The construction of the first hydropower dam across a section of the lower Mekong River mainstream, which experts warn could have a disastrous impact on Cam­bodia’s fisheries, has moved a step closer to reality.

Malaysian company Mega First Corporation Bhd has signed a project development agreement with the Laos government for the development of the Don Sahong Hydro­power Project, which is located just 1 km upstream from the Cambo­dian-Lao border.

According to a company announ­ce­ment dated Feb 14, the agreement allows the firm to de­velop, build, own and operate the dam.

Electricity generated by Don Sahong would be sold mainly to Laos and neighboring countries such as Thailand, Vietnam and Cam­­bodia, according to the an­nouncement, a copy of which was obtained last week.

Although the 240-megawatt dam would not cross the whole width of the Mekong, it would block one of the river’s mainstream channels in the Khone Falls area of Laos.

Experts have predicted that this could change the river’s ecology and fish migration routes, producing a devastating effect on fisheries downstream.

Cambodia’s Minister for Water Re­sources and Meteorology Lim Kean Hor said Thursday that the Me­kong River Commission, which he currently chairs, is studying the impact the Don Sahong dam might have, and a report would be re­leased before the end of the year.

“The MRC have not ignored the po­tential problems with the fisher­ies on the Cambodian side,” he said.

“After the study is finished we will talk about the benefits and negatives because it is a multi-purpose project,” he said.

Ngy San, deputy executive director of the NGO Forum on Cam­bodia, called on the government to take a firmer stance toward the dam and its possible impact on the country’s fisheries.

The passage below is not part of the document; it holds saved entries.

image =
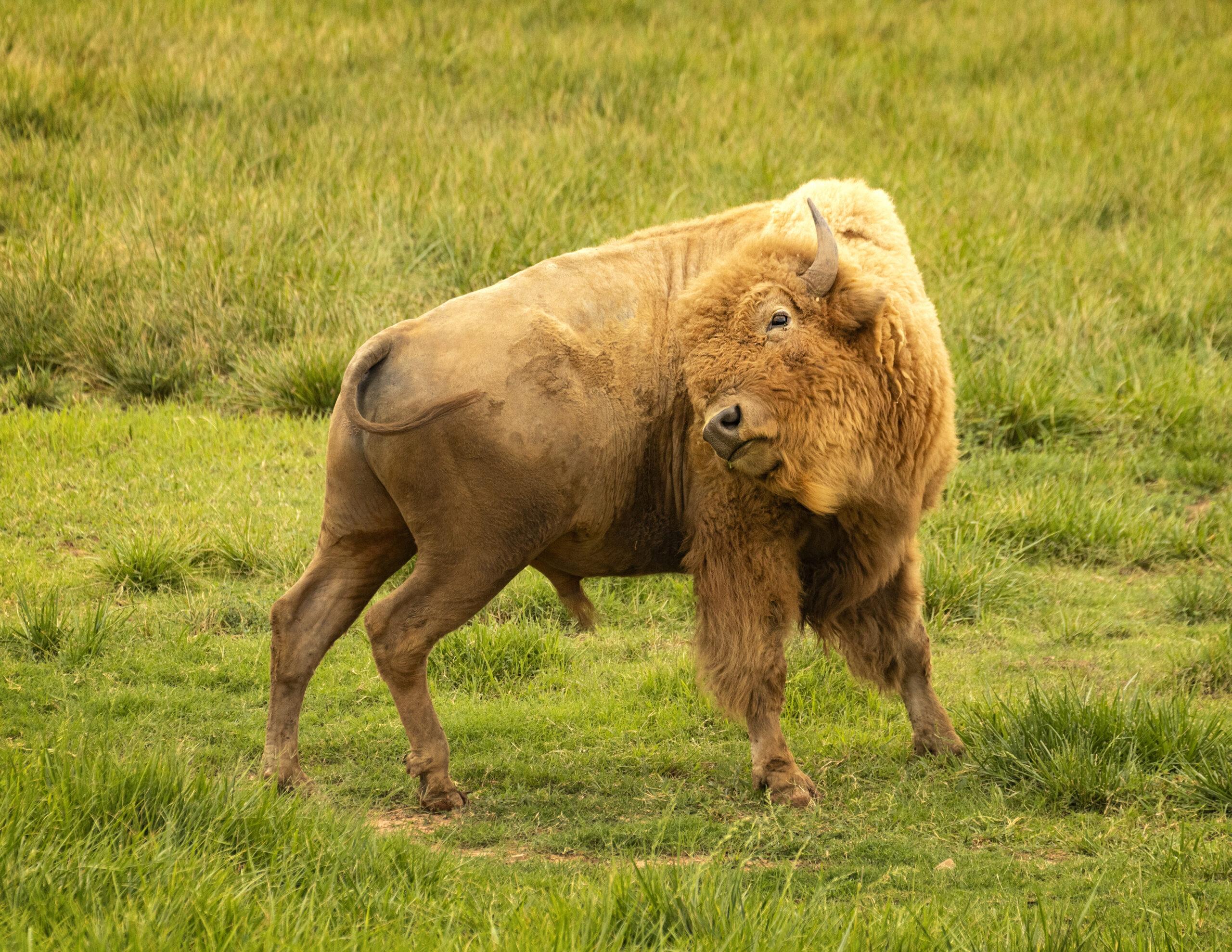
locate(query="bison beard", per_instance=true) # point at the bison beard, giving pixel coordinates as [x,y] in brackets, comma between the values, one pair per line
[749,398]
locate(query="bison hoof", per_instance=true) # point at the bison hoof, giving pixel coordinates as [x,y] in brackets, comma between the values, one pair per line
[441,799]
[289,776]
[934,746]
[790,787]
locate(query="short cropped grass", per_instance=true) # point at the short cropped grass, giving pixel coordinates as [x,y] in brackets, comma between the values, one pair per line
[1202,598]
[93,843]
[487,659]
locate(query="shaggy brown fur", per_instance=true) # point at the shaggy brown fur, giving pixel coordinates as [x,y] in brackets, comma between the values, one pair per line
[566,419]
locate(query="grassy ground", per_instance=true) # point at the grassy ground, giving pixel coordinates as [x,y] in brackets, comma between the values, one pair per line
[205,207]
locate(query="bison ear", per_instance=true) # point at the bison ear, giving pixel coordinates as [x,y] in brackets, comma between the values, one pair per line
[858,305]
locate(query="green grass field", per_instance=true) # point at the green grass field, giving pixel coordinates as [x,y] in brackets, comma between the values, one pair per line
[205,207]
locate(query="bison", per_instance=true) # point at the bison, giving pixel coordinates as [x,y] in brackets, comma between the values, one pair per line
[749,398]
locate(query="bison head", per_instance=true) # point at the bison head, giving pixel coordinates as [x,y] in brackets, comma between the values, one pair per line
[784,365]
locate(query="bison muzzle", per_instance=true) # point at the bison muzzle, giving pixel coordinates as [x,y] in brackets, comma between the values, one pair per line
[751,398]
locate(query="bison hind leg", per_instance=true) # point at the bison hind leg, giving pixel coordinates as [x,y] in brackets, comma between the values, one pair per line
[568,589]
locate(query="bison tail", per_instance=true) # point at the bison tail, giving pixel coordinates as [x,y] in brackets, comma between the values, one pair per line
[369,358]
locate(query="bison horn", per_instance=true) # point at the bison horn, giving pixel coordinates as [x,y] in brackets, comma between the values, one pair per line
[820,278]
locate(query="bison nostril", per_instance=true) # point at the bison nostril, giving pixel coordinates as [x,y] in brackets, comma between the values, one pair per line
[730,418]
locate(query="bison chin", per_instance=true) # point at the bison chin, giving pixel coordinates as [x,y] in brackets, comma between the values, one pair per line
[823,484]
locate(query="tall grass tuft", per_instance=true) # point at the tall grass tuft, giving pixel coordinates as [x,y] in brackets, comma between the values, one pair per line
[1200,598]
[146,563]
[302,381]
[46,630]
[1210,668]
[147,369]
[492,659]
[36,388]
[1083,752]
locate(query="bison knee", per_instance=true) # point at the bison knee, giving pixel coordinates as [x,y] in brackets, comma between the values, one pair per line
[399,644]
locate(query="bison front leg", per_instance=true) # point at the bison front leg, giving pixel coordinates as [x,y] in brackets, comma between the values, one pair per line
[885,641]
[747,607]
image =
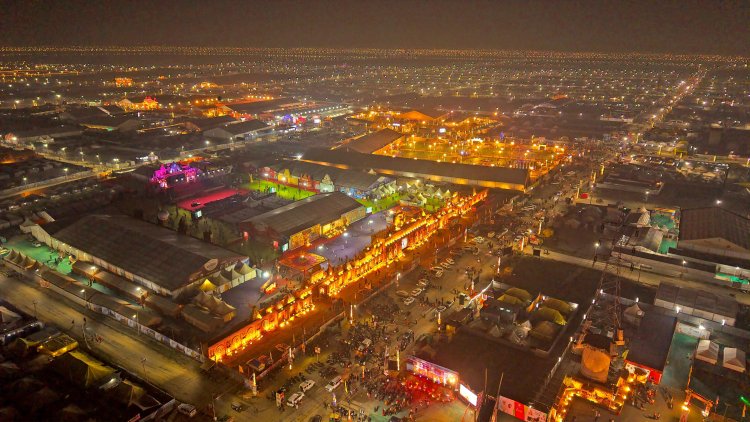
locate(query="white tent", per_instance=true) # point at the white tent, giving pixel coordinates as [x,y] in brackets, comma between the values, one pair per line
[707,351]
[734,359]
[633,314]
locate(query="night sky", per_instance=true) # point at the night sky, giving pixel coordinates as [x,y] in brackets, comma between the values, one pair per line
[683,26]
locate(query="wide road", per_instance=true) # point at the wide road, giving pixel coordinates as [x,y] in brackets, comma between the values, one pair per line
[174,372]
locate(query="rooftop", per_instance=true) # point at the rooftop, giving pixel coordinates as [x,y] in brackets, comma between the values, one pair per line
[299,215]
[418,168]
[167,258]
[374,141]
[650,345]
[340,177]
[256,107]
[715,222]
[243,127]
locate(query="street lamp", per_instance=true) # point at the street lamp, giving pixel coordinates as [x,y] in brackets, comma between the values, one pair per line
[596,251]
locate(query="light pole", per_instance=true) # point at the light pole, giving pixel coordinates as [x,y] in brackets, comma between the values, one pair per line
[596,250]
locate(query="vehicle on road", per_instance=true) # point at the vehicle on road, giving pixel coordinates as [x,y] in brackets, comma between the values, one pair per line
[306,385]
[281,347]
[295,399]
[333,384]
[187,409]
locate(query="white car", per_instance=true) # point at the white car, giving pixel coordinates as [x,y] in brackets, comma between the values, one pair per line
[306,385]
[295,399]
[335,382]
[187,409]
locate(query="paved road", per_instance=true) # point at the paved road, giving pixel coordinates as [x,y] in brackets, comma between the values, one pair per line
[179,375]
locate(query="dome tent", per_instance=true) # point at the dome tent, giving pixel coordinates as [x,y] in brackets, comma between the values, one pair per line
[548,314]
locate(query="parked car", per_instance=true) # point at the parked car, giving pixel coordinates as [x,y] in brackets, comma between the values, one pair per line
[333,384]
[295,399]
[281,347]
[306,385]
[187,409]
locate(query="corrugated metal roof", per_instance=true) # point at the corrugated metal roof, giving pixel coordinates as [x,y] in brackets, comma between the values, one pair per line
[715,222]
[152,252]
[374,141]
[297,216]
[345,178]
[405,166]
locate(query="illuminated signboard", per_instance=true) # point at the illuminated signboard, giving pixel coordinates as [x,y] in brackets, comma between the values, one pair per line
[520,410]
[467,394]
[434,373]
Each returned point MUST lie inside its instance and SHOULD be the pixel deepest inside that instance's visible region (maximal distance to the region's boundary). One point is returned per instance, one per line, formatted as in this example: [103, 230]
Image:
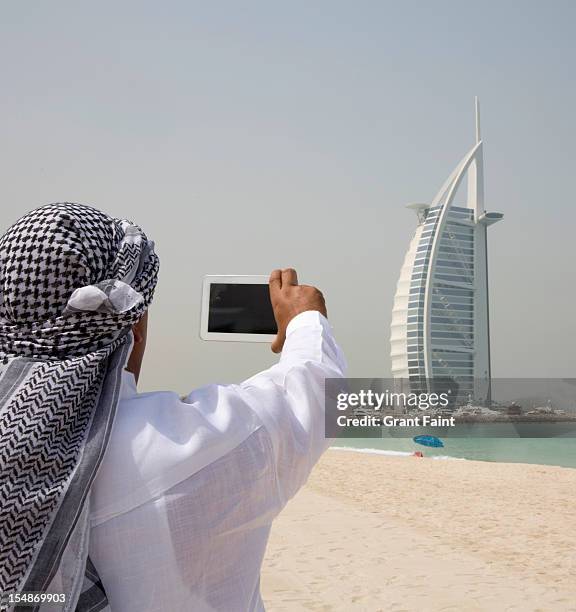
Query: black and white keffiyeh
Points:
[72, 283]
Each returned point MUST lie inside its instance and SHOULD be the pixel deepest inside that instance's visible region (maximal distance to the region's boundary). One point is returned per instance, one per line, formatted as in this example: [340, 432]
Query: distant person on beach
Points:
[115, 500]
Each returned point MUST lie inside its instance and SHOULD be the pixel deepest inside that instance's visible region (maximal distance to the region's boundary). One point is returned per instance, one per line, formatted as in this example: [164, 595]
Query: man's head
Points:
[73, 280]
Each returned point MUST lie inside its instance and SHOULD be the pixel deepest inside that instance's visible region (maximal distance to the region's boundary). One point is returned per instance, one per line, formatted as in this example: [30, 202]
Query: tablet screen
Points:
[240, 309]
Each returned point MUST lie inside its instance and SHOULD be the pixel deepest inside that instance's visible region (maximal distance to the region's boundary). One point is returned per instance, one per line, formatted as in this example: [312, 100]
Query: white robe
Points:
[182, 505]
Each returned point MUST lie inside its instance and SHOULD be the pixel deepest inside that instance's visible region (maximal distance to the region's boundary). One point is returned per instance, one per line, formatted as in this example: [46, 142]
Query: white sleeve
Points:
[289, 398]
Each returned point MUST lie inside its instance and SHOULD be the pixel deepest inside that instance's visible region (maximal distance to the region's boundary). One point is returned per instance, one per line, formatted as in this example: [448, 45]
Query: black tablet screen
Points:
[240, 309]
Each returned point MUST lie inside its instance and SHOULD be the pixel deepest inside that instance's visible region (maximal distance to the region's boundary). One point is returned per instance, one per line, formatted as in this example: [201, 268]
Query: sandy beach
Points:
[373, 532]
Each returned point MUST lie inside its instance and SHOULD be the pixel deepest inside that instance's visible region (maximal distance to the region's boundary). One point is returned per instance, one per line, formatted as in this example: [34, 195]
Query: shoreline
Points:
[376, 532]
[396, 453]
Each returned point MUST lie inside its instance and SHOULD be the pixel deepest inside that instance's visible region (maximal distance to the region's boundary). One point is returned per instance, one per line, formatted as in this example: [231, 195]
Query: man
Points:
[165, 504]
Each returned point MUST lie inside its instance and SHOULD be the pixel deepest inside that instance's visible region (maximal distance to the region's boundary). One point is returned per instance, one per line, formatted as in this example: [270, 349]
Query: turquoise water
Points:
[545, 451]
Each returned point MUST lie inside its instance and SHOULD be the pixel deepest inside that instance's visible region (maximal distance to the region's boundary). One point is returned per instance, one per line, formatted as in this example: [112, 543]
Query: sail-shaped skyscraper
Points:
[440, 319]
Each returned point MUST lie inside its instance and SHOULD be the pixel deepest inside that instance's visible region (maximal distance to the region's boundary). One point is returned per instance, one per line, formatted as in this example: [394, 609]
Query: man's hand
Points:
[290, 299]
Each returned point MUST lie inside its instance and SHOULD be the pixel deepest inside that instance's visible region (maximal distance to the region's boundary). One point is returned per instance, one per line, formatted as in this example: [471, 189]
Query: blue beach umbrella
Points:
[432, 441]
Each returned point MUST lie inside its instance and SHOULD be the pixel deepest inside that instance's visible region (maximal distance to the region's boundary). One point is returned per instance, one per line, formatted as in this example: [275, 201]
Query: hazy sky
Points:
[245, 136]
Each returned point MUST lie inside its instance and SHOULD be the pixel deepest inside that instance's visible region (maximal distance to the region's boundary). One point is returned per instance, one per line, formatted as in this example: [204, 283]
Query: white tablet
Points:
[237, 308]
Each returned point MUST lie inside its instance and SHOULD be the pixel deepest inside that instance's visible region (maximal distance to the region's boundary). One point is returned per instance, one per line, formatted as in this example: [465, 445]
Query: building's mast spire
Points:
[477, 104]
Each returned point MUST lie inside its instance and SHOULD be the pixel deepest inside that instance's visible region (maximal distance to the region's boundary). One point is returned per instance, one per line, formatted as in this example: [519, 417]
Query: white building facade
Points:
[440, 319]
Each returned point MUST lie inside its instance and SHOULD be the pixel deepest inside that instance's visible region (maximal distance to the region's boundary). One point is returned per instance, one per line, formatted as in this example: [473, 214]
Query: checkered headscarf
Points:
[72, 283]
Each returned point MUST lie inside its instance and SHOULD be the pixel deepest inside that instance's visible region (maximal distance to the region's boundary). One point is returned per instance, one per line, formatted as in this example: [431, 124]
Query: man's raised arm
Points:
[289, 396]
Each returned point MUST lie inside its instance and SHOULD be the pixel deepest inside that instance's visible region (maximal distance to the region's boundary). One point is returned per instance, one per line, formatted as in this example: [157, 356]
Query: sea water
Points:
[545, 451]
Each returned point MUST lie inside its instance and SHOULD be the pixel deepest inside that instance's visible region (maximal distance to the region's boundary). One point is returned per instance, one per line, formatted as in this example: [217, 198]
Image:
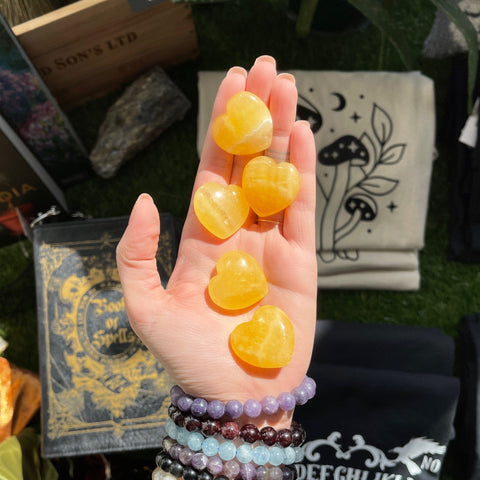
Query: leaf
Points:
[393, 154]
[381, 124]
[381, 18]
[463, 23]
[379, 186]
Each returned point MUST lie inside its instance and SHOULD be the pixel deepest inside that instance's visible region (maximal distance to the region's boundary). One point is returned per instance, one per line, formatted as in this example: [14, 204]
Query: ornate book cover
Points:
[102, 390]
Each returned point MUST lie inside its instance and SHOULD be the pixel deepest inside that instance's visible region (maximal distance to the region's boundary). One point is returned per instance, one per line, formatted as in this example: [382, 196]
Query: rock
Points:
[145, 110]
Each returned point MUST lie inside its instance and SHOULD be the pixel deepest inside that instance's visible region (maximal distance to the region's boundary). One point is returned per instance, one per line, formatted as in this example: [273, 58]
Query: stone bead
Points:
[175, 393]
[269, 187]
[211, 427]
[194, 441]
[249, 433]
[216, 409]
[260, 455]
[199, 407]
[210, 446]
[289, 453]
[252, 408]
[268, 435]
[215, 465]
[227, 450]
[248, 471]
[244, 453]
[234, 409]
[286, 401]
[176, 469]
[269, 405]
[265, 341]
[222, 210]
[284, 437]
[189, 473]
[204, 476]
[277, 456]
[246, 127]
[274, 473]
[230, 430]
[199, 461]
[239, 282]
[184, 403]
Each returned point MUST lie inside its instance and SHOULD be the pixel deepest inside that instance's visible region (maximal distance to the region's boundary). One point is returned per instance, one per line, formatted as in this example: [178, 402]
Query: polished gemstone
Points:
[222, 210]
[269, 187]
[267, 340]
[239, 282]
[246, 127]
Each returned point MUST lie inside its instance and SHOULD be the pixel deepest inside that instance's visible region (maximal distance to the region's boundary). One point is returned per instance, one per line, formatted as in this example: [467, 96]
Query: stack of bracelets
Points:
[204, 442]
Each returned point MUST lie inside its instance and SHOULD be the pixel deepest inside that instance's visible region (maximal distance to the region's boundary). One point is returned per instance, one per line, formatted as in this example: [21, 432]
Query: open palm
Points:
[179, 324]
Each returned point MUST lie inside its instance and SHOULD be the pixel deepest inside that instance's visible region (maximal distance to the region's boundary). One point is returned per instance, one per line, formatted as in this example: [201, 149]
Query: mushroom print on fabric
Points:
[353, 174]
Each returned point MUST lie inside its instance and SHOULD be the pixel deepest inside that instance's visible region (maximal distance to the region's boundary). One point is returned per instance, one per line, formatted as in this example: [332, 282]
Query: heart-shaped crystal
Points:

“It is very difficult to predict the exact nature of the impact, but numerous prominent organizations such as the World Fish Cen­ter have explained there will be a major one,” Ngy San said.

“The government and the dam-building company must show that this is not the case and the environmental impact assessment process should be participatory and public,” he said.

Fisheries expert Touch Seang Tana said some environmental groups could be overestimating the impact that Don Sahong would have on fisheries here.

“This is just one channel and I believe it will not cause a serious impact,” he said.

However, Carl Middleton, Me­kong program coordinator with the In­­ternational Rivers organization, said this was manifestly not the case.

“During a part of the dry season, this channel is the only one available for fish migration, so to block it would be very serious,” he said.

“It’s hard to see how the negative environmental and social impacts of Don Sahong would be outweighed by the economic benefits in Cambodia,” he added.